Warchild had never been good at learning ranks, but he reckoned
this guy was pretty high up the fascist ladder. He connected the
face with a name...salmon...haddock...carp...Trautman, that's it,
Colonel Trautman, a man almost his father, the main Academy's
supervisor and director of daily affairs, probably the only
individual convinced that, deep down, cadet Warchild had things
going for him.
Cronos looked up through a haze of tears when some people
materialized beside him and the snow-covered mound. There was a
weird sound. He couldn't make out any details, nor even the
actual amount of individuals that suddenly considered it
necessary to be present.
"It's life, sir, but not as we know it," the android said. He
looked at Warchild quizzically. His yellow eyes scanned the
mercenary. Had he been capable of human emotions, he would have
experienced something not unlike pity.
"You wouldn't believe the things I see," another man emphasized,
a black guy with a permanent infrared vision device attached to
his head, "just a large blue shape with a tiny red sort of worm
in the procreational area."
A woman giggled girlishly and took out her tricorder. It uttered
a few beeping sounds and then became utterly quiet. Apart from
telling her that there were the faintest traces of an alien gas
present, its display read, "DEAD."
"To our standards he isn't even alive, Geordi," she concluded.

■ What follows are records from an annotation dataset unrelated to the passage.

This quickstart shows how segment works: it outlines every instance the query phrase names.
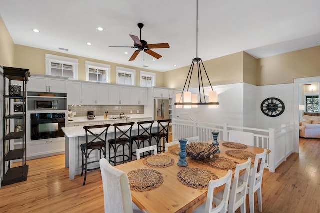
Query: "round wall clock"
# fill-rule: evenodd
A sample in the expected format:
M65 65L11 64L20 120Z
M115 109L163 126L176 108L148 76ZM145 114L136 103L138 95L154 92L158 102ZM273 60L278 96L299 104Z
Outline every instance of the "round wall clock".
M268 98L261 104L262 112L270 117L278 116L284 113L285 108L284 102L276 98Z

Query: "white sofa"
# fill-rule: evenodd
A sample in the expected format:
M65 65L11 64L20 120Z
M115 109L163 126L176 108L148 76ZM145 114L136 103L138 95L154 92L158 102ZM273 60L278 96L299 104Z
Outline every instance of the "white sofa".
M320 138L320 116L319 113L304 113L300 122L300 137Z

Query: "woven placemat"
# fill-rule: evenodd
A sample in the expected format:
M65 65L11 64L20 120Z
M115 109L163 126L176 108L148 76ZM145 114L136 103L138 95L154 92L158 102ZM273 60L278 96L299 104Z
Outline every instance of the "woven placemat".
M218 178L210 170L194 167L187 167L180 170L177 177L182 184L196 189L208 188L210 181Z
M173 154L174 155L179 155L179 152L181 150L180 147L174 147L170 149L170 153Z
M144 159L144 163L152 167L168 167L174 164L174 159L166 155L152 155Z
M246 144L236 142L224 142L222 143L222 145L227 147L230 147L232 148L246 149L248 148L248 146Z
M206 161L210 167L224 170L234 170L236 165L239 164L234 160L223 157L208 158L206 159Z
M240 158L240 159L248 160L248 158L251 158L253 161L254 161L254 158L256 157L256 155L252 152L244 150L227 150L226 151L226 154L229 156Z
M140 169L128 173L130 188L136 191L148 191L164 182L162 174L152 169Z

"But he's moving," Geordi said.
"Death and mobility aren't necessarily mutually exclusive," the
android remarked, "for example, it is a well known fact the Muier
Shipbiter, the large flightless tracking bird of Altitude
Pleiadis, travels back to its place of birth by means of
involuntary post-mortem muscle convulsions induced by electrical
patterns emanating from the brain decomposition process."

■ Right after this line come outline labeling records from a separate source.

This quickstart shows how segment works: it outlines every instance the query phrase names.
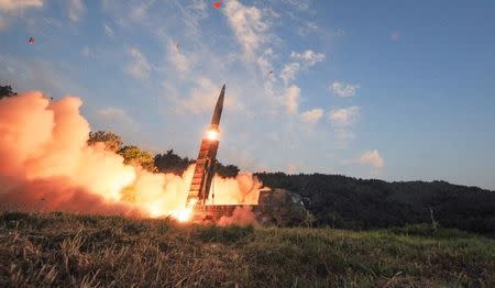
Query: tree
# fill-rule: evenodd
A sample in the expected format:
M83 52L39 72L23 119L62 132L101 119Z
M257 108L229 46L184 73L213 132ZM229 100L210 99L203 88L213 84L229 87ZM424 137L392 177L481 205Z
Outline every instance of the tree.
M6 98L6 97L12 97L15 95L18 95L18 93L12 90L12 87L10 85L0 86L0 99Z
M118 152L128 165L141 166L148 171L156 171L153 155L147 151L142 151L138 146L123 146Z
M118 152L122 146L122 137L110 131L89 132L88 145L103 142L107 149Z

The android uttered a meaningful pause for dramatic impact,
totally failing to sense the fact that all people present thought
he was a smart-arse, then added, "The largest recorded distance
covered by this wholly unique means of vertebrate propulsion is
67.62 earth miles."
"What do you think of this, Commander Riker?" the woman
inquired, indicating Warchild.
Cronos deemed that instant perfect to demonstrate once more the
extent of movement his apparently dead body was capable of.
Another fit of laughter shuddered his being.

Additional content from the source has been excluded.